Bo was aiming for a place in the Standing Committee to increase his own power. And his real “crime” according to the leadership is not what he did in Chongqing, but how he did it. In executing his dual “sing red strike black” campaigns, Bo established a separate center of power around himself that did not rely on the central leadership. Bo was establishing his own power base and as a result became somewhat of a national sensation (some Chinese citizens were even writing songs about him). His power resulted from his own self-promotion, and not because he was favored by the leadership. He was a populist, but more importantly he was a populist operating as the face of the party and demonstrating a way of governing that was different from the central leadership.
Second, power is what is propelling Chinese politics during this time of transition. China is now run more like a mafia state with a dozen or so powerful families in charge. Bo’s was one of them.
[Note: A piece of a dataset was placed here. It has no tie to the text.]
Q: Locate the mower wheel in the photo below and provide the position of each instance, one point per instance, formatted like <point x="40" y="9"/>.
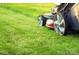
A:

The rules of the game are as such: “If you go after us, then we will go after you.” This might be another contributing factor to Bo’s demise. His deputy was allegedly probing Bo’s own family for corruption, and Bo responded by allegedly interfering in the investigation and attempting to sideline his once powerful chief. Unfortunately for Bo, his power struggle with Wang was not as important as Beijing’s struggle with him. The leadership’s longtime reservations about Bo’s political style combined with his sudden vulnerability made for an excellent pretext to “go after” him.
While Bo’s story is about power, it should not obscure the fact that there is an ideological struggle going on inside China. The struggle is a competition of ideas pitting those aligned with Chinese reformers and the “real” Chinese private sector against very powerful state owned enterprises and the party bosses who benefit from them. The former know that Beijing’s growth model will come to an end unless serious capitalist reform is enacted. The latter know that if those reforms are enacted the party (and party) is over for them.
Even more so than the sacking of Bo and the evident tension it is creating, the existence of a struggle over the future of the Chinese economy demonstrates a lack of consensus in China, notwithstanding the intellectual faddishness about the “Beijing Consensus.” This intellectual fad — a battle between Beijing’s model of state-led economics and Western liberal economics — is a creation of the West. But the real battle is inside China — will it become more capitalist and grow or will it sputter?
This lack of consensus shows that while it is impossible to predict what will happen in China (muddling along, collapse, stagnation), one thing is becoming clear — China will change over the next decade. As the economic model comes increasingly into question, other internal problems will come home to roost, including disastrous population policies, widespread corruption at the highest levels of government, and inert political leadership.
As we watch these events unfold, it behooves us to remember that one of the reasons outsiders are paying attention to the idea that there may be a coup in China is that the military is the only institution that can keep the country together. Political crisis in China could pave the way for a PLA-led China. If anything, the downfall of Bo tells us is that the transition in China is not as smooth as it seems. Power struggles are real as party leaders fight over an inverted Golden Rule — in China, he who makes the rules gets the gold. While the particulars of the Bo case are uncertain, two things are clear: The leaders are no longer all powerful and reform is badly needed. The question is, will China make the kind of changes it objectively needs or will it become a stagnating PLA-led state?